3) Doctors have all kinds of different styles (see this Doc Gurley San Francisco Chronicle magazine article for more on this topic). I personally believe in saying the worst-case scenario up front when someone has refused a life-saving test – and getting the topic out on the table. I ask patients who keep refusing/not going to referrals, “Are you worried we’ll find cancer?” I often discover that people say they are – and that talking it through works. I don’t promise anyone there won’t be any cancer found – obviously that would be wrong when you don’t know. Here are some of the obvious (but often neglected) kinds of things I gently say in response to the horribly scary “cancer” word – “but it can be a cure if we get it early – kind of like a skin cancer,” or “your kids/family/partner would want us to find that and take it out as fast as we could” or “if we don’t look, that doesn’t mean it goes away,” or “you’re too young to give up like this,” or even “this is what medicine is good at – refusing this test is like living in the 1800’s – why miss out on all the scientific advances?” Talking it through tends to help, as well as framing the test as a necessary part of taking good care of your body – “we’re just checking under your hood.”

4) Finally, if all else fails, I’ll tell the patient I want to get their family involved. Legally no one can do that without the patient’s permission – and I wouldn’t either, and I explain that to patients. But saying those words out loud (“I think your family should know”) will often communicate (in a way nothing else will) the importance of the situation. I also explain that I don’t want the family (who loves this person) angry at me when something bad might happen and I’m forced to explain how it was that their mother/dad/grandma didn’t get the kind of test that could find and fix the problem. I also say that sometimes it helps to put more heads together on a topic like this. Usually, the family’s concern helps.

5) If all of these attempts fail, I try to ask the hard questions about why. Are you feeling down? Do you feel like nothing is worth doing? In other words, are you depressed? It is clearly wrong to tell every patient who declines a test that something is psychiatricly wrong with them, but depression and poor outcomes go together for a reason. Refusing logical, relatively-safe interventions for high-risk disease can be a marker of depression. Sometimes surprising (and heartbreaking) factors emerge – the physically-abusive partner, the anniversary of a loved-one’s death, the PTSD from sexual abuse at the hands of parent who died from this very same disease, etc. The doctor-patient transition from “why won’t you do this test I want” to “you may need help” is fraught with pitfalls and emotional land-mines, but it is well worth the considerable effort and time it takes to navigate this path sensitively.

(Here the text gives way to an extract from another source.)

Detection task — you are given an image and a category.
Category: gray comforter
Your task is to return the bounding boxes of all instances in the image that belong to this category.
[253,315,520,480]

6) Finally, quality improvement (QI) interventions work by being time limited and focused. Each of us has an opportunity in our practices to suggest QI topics – we are required to do an individual one for our Internal Medicine Boards renewal, almost all hospitals, clinics and insurance programs require them. February was Black Future Month here at Doc Gurley.com, just to make sure some often-neglected topics got pushed to the front. Each of us might want to consider looking at differences in an outcome measure, by race, as a part of our next round of QI interventions, even though, based on this week’s research, the results may make us feel like squirming.